Nosferatu auf der Leinwand, Vampire im Kopf
Die Geschichte wirkt einerseits vertraut, weil sie mittlerweile unzählige Male neu adaptiert wurde, beispielsweise in den Dracula-Verfilmungen von Bela Lugosi (1931), Christopher Lees Darstellung aus dem Jahr 1958, Francis Ford Coppolas Dracula aus 1992 oder aber auch Werner Herzogs Nosferatu – Phantom der Nacht (1979). Andererseits schöpfte Bram Stoker mit seinem Roman aus dem Jahr 1897 den Vampir, wie die Welt ihn heute kennt. Doch fast wäre diese Schöpfung durch einen Urheberrechtsstreit zu Nichte gemacht worden, denn Stokers Witwe veranlasste die Vernichtung aller unautorisierten Verfilmungen. Nosferatu überlebte den Spuk jedoch und wurde für das heutige Publikum restauriert. Herausgekommen ist ein Meilenstein des Gruselkinos, welcher den Mythos des unsterblichen Blutsaugers in den Köpfen der Menschen manifestiert hat.

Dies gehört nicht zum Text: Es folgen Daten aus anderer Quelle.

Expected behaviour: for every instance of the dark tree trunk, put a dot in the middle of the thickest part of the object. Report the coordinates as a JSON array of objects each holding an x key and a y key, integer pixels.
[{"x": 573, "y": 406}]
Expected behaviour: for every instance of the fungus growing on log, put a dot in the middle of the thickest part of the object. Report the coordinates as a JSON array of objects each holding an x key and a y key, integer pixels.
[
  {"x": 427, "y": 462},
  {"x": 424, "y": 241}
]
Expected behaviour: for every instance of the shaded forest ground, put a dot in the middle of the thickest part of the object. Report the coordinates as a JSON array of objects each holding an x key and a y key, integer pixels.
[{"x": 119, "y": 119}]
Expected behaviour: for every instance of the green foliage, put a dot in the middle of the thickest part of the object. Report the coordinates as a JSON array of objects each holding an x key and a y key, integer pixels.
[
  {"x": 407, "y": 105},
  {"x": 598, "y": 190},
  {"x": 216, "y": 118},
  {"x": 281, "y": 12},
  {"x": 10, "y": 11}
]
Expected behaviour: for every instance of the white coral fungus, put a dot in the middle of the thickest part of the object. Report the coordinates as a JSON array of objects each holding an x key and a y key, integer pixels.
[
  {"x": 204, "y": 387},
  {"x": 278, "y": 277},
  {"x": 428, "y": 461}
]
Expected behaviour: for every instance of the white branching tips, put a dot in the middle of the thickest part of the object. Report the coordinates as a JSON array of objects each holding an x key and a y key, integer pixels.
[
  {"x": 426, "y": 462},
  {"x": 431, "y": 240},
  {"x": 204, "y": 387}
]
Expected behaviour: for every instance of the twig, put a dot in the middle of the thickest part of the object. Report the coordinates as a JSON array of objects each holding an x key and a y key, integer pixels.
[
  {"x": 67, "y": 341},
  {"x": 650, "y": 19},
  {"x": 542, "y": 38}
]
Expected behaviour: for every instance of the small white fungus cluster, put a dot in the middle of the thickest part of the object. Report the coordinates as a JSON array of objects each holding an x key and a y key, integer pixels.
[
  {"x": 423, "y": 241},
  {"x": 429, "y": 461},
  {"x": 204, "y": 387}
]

Dracula als Graf Orlok mit langen Fingern, schattenhafter Gestalt und eingefallenen, bleichen Gesichtszügen sind stilprägend. Die ikonischen Szenen und das Bühnenbild dienten als Inspiration für viele Ableger. Auch die in Gelb- und Türkistöne eingefärbten Bilder verorten die Emotionen der Zuschauenden zwischen geborgener Heimat, mysteriösem Fremden und dem bedrohlichen Schrecken, des unsterblichen Todes. Nosferatu handelt von Verendung, Auferstehung, Sehnsucht und dem entfesselten Bösen, das über die heile Welt hereinbricht. Und damit hat der Stoff nicht durch Zufall deutliche Parallelen zum Christentum.
Wie passen Vampire zum Christentum?
Die wiederholten technischen Probleme während der Vorführung und die für heutige Sehverhältnisse untypischen, teils unlesbaren Schrifteinblendungen der Stummfilmzeit konnten von den imposanten Orgeltönen unter Leitung von Frank Oidtmann ausgeglichen werden. Sie untermalten die Dramaturgie der einzelnen Szenen durch ruhige, melodische, aber auch bedrohliche und archaische Klänge. Professorin Inge Kirsner verband die ungewöhnliche Kombination von Grusel und Kirche in ihrem kurzen Impulsvortrag. Sowohl Jesus, als auch die Vampire kehren von den Toten zurück und bei beiden spiele Blut eine entscheidende Rolle. Sie überwinden den Tod durch die Auferstehung. Doch sie würden sich auch grundlegend unterscheiden, denn wo Jesus Leben gebe, nehme der Vampir dieses vorübergehend und treibe mit ewigem Dasein sein Unwesen.
Der ungewöhnliche, aber durchaus atmosphärische Aufführort des Gruselfilms Nosferatu – Eine Symphonie des Grauens lässt das mögliche Zusammenspiel von Kino und Glauben im wahrsten Sinne des Wortes wieder auferstehen.